Helping Thor Learn to Listen to and Respect His Owners

By: David Codr

Published Date: April 7, 2014

ThorThis is the apply named Thor, a four-month-old black Lab who’s rambunctiousness had reached the boiling point with his owners.

While labs are great dogs, in my experience they can be one of the most frustrating puppies to deal with due to their endless supply of energy. Without establishing clear rules, boundaries and limitations, they often push the boundaries and limits of authority as they age.

When I first met Thor I could instantly tell that he lacked for confidence a bit; staying at arms length or farther away, barking then dashing away, over barking and showing absolutely no respect for his owner’s personal space.

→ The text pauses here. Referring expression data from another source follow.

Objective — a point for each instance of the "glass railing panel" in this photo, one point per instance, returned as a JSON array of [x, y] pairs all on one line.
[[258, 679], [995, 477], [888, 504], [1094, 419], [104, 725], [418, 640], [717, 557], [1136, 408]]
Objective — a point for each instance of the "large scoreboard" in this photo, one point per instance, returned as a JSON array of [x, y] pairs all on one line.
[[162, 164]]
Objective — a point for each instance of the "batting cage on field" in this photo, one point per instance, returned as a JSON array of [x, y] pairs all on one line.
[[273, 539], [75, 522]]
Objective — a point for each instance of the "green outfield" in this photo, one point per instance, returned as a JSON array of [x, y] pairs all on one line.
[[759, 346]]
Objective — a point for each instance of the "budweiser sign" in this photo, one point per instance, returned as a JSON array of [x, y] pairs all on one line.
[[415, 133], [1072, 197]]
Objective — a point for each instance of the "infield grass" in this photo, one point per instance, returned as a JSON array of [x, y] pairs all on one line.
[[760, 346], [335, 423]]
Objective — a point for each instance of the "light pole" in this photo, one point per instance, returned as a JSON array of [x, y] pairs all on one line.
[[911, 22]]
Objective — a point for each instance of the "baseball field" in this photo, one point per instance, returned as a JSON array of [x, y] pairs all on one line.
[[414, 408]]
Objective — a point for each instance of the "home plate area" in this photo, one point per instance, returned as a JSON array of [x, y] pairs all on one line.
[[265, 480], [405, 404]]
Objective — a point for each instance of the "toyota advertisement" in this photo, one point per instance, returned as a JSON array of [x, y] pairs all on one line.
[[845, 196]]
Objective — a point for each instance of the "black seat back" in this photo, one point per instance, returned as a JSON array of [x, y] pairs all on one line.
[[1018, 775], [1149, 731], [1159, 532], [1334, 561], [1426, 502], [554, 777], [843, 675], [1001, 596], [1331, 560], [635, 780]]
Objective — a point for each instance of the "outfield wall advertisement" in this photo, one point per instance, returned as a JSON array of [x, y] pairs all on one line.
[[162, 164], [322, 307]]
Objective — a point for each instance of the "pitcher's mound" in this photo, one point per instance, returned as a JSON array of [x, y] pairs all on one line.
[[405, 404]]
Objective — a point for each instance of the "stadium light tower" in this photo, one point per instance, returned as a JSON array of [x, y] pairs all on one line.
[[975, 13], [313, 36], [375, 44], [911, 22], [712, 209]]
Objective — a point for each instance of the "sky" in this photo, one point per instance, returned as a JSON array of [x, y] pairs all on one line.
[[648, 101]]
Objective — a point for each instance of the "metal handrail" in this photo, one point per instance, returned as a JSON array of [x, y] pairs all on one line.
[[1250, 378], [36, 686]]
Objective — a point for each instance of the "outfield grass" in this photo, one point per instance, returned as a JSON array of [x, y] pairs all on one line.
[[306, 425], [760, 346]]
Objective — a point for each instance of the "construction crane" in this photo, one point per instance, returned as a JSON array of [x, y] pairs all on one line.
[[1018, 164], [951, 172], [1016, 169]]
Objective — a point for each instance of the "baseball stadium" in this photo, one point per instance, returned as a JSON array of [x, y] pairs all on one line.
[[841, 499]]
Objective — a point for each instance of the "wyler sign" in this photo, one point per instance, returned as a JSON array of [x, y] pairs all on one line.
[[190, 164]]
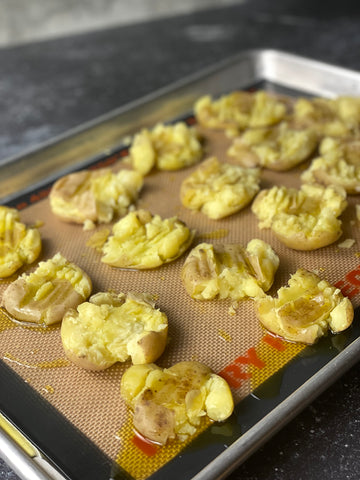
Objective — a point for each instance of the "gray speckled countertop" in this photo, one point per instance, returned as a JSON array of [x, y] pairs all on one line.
[[49, 87]]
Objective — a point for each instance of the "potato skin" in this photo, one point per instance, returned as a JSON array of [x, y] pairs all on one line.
[[171, 403], [305, 310], [45, 295], [112, 328]]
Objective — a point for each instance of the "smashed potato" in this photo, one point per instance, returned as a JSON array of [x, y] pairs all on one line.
[[306, 309], [44, 295], [95, 195], [166, 147], [240, 110], [19, 244], [141, 240], [219, 189], [338, 164], [305, 219], [170, 403], [277, 148], [229, 271], [112, 328], [324, 115]]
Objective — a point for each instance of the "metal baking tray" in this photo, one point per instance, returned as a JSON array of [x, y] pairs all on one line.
[[40, 444]]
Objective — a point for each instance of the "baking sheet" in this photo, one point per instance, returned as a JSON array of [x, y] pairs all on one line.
[[268, 391]]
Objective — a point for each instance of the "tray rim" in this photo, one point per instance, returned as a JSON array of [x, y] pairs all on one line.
[[263, 69]]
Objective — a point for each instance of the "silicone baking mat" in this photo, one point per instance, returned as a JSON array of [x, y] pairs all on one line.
[[84, 411]]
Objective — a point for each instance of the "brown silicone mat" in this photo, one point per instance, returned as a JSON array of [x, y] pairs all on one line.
[[234, 344]]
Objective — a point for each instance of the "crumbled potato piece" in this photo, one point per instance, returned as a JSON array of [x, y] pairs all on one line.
[[306, 309], [229, 271], [112, 328], [219, 189], [304, 219], [44, 295], [348, 109], [170, 403], [166, 147], [323, 115], [95, 195], [338, 164], [19, 244], [278, 148], [142, 240], [240, 110]]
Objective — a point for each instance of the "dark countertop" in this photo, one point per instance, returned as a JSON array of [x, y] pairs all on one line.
[[48, 87]]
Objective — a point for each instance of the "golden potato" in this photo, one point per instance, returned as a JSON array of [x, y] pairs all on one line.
[[280, 147], [112, 328], [170, 403], [305, 310], [304, 219], [44, 296], [95, 195], [240, 110], [219, 189], [338, 164], [323, 115], [19, 244], [142, 240], [229, 271], [166, 147], [348, 109]]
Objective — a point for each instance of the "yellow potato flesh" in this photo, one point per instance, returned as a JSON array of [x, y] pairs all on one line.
[[306, 309], [19, 245], [229, 271], [96, 195], [112, 330], [219, 189], [304, 219], [170, 403], [143, 241], [167, 147], [44, 295]]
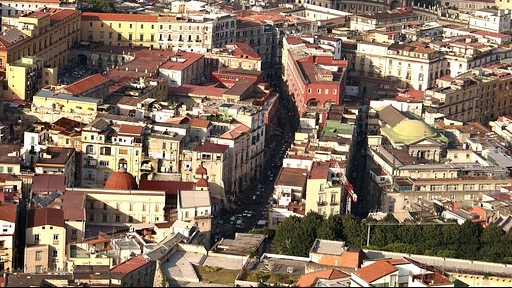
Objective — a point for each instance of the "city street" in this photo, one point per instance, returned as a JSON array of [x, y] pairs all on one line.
[[252, 203]]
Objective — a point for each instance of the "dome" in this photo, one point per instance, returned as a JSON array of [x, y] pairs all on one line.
[[121, 180], [201, 170], [202, 183], [414, 128]]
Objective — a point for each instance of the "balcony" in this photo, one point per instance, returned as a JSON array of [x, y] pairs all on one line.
[[146, 167]]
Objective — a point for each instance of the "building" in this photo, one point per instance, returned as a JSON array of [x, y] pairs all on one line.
[[121, 202], [215, 159], [324, 188], [372, 21], [236, 55], [47, 33], [58, 161], [45, 249], [26, 76], [314, 82], [11, 159], [203, 31], [490, 20], [135, 272], [49, 105], [196, 207], [8, 217], [93, 86], [479, 95], [106, 150], [413, 64], [183, 68]]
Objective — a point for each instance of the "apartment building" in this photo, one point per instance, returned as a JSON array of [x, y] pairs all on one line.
[[113, 29], [191, 33], [414, 64], [106, 150], [236, 55], [481, 95], [8, 216], [212, 157], [324, 188], [120, 203], [55, 160], [11, 159], [183, 68], [137, 271], [164, 151], [49, 105], [48, 34], [45, 241], [238, 137], [196, 207], [372, 21], [26, 76], [490, 20]]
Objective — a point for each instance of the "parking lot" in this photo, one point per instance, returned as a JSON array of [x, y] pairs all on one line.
[[74, 72]]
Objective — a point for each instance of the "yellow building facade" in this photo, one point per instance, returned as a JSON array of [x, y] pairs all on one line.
[[26, 76], [48, 34]]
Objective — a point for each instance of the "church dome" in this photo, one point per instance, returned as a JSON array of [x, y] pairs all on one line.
[[202, 183], [121, 180], [414, 128]]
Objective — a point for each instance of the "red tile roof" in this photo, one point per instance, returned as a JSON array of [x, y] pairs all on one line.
[[199, 122], [45, 216], [170, 187], [198, 91], [181, 61], [130, 265], [130, 129], [86, 84], [309, 280], [211, 147], [237, 129], [8, 212], [48, 183], [61, 15], [319, 170], [93, 16], [72, 203], [375, 271], [243, 49]]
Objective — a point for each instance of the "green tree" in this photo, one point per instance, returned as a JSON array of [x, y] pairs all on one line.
[[104, 6], [469, 240], [493, 245], [353, 231]]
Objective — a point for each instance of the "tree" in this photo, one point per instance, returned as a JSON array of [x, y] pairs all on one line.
[[469, 240], [493, 245], [104, 6]]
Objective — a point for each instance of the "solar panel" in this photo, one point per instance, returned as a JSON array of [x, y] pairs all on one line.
[[54, 195], [36, 199], [45, 202]]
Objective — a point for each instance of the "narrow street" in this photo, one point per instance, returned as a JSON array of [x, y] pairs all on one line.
[[256, 199]]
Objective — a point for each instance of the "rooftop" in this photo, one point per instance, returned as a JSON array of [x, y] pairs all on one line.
[[294, 177], [130, 265], [243, 244]]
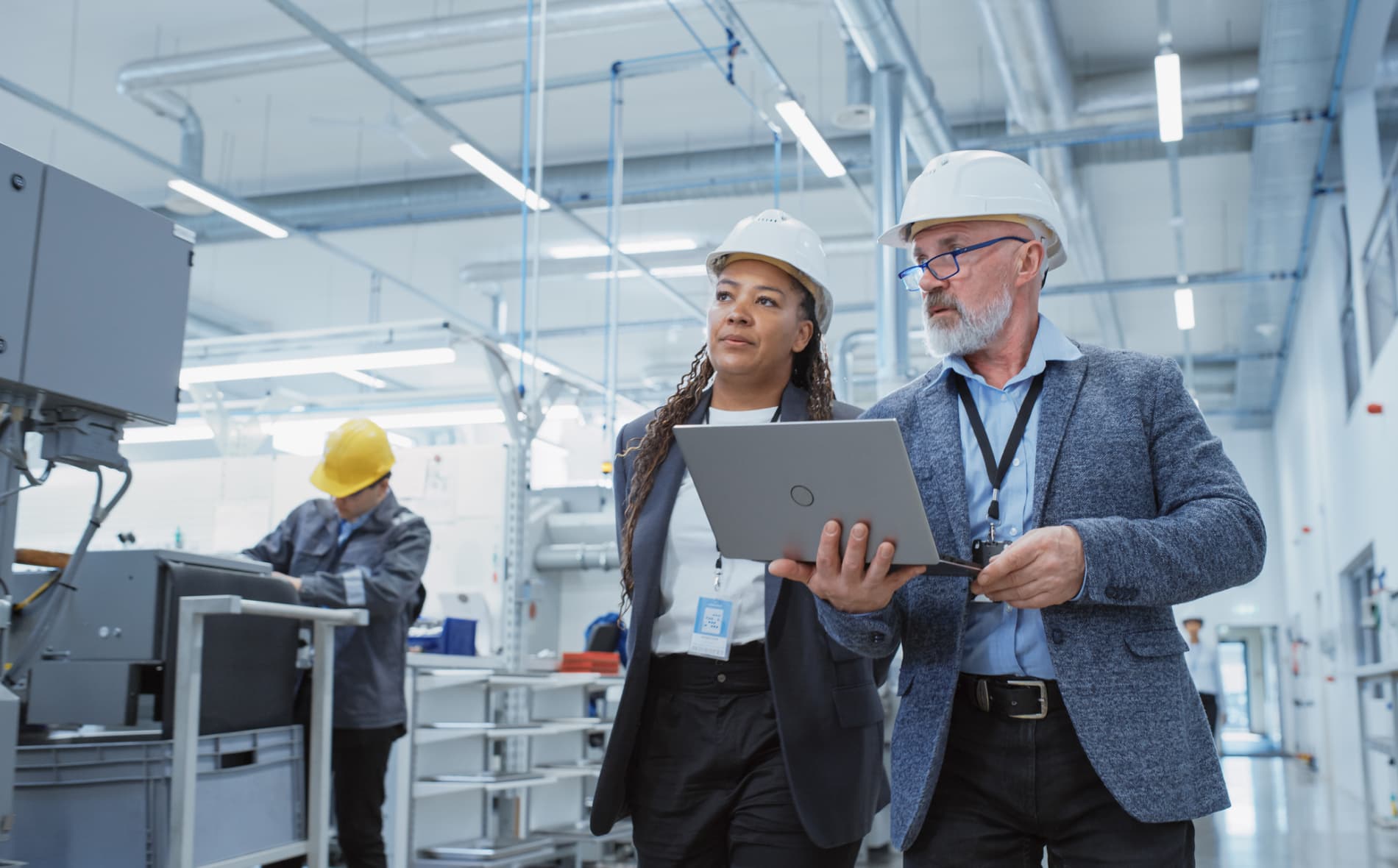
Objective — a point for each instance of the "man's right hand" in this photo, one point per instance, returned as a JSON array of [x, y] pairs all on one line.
[[846, 583]]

As we discussed what they wanted to work on, Thor bounded around the room barking and moving in a bit of a disrespectful way. I had his owner place him on the leash and then hand it to me. Thor didn’t like that and attempted to pull away. I ignored his pulling and secured the leash under my foot so that he was sitting beside me. As soon as I did this, his energy level dropped considerably.

I suggested that his owners repeat this anytime that Thor passed what they considered an acceptable level of energy. By introducing a limit and following through with this same consequence AS SOON as he gets over-excited, we can help Thor learn that too much excitement results in a time out.

Once Thor was completely calm, I lifted up my foot so that it no longer help him in position. As soon as I did this, he got up and walked away calmly. It will be a procedure that his owners will need to repeat quite a bit at first. But if they are consistent, he will quickly learn that remaining calm equates to free reign.

Next I showed his owners a leadership exercise to help him calm down, while communicating that the human is in a leadership position. At first Thor was defiant, barking at me in disagreement when I blocked him from doing as he wanted. But within two minutes, he surrendered to the exercise and laid down. As soon as he did I rewarded him and then repeated the exercise.

Next I walked his owner through the exercise as it will be important that they practice it over and over for the next week or two. But Thor instantly recognized that his owner wasn’t as firm as I was. As a result, he ignored his owner’s commands and continued to go around him rather than respect his authority. For dogs, hesitation or softness can be interpreted as weakness and this was certainly the case here. But we stuck with it and after about 10 minutes, Thor was surrendering to his owner the same way he did for me.

Because labs have so much energy as puppies, it will be important his owners take him out for regular structured walks daily. By channeling the dog’s unused energy in a controlled way, we can help keep it in line inside and reinforce the leader follower dynamic.

Thor’s owner had told me that he pulled on the leash so I fitted him up with a Martingale collar then added my own special twist to the leash. I walked him around the living room offering pointers as to when and how to correct him when he got out of position. Because a dog’s nose controls 60% of its brain, I don’t allow a dog to sniff while on a structured walk and suggested they adopt the same.

After heading outside, I had his owner wait by the house while I walked Thor on the sidewalk. It only took a few corrections as the Martingale stopped Thor’s pulling almost immediately. I handed the leash to his owner and followed a few steps behind as he did the same. His owner told me it was a noticeable improvement and that the collar gave him quite a bit more control.

Once he was comfortable with the walk, we went back inside so I could suggest an alternate way of feeding the dog. Because Thor was so interested in everyone else’s food and didn’t show the level of respect he needed to, I suggested that his owners make the dog wait until they finished eating before giving him permission to eat his food. This gives the dog something to focus on and offers the ability to practice self restraint, a quality Thor will need as he matures.

By the end of the session, Thor was crashed on the floor which was a welcome sight for his owners. By practicing the leadership exercises, taking him for daily walks and giving him a time out when he gets over excited or breaks the rules, Thor will learn the rules and boundaries his owners want him to respect.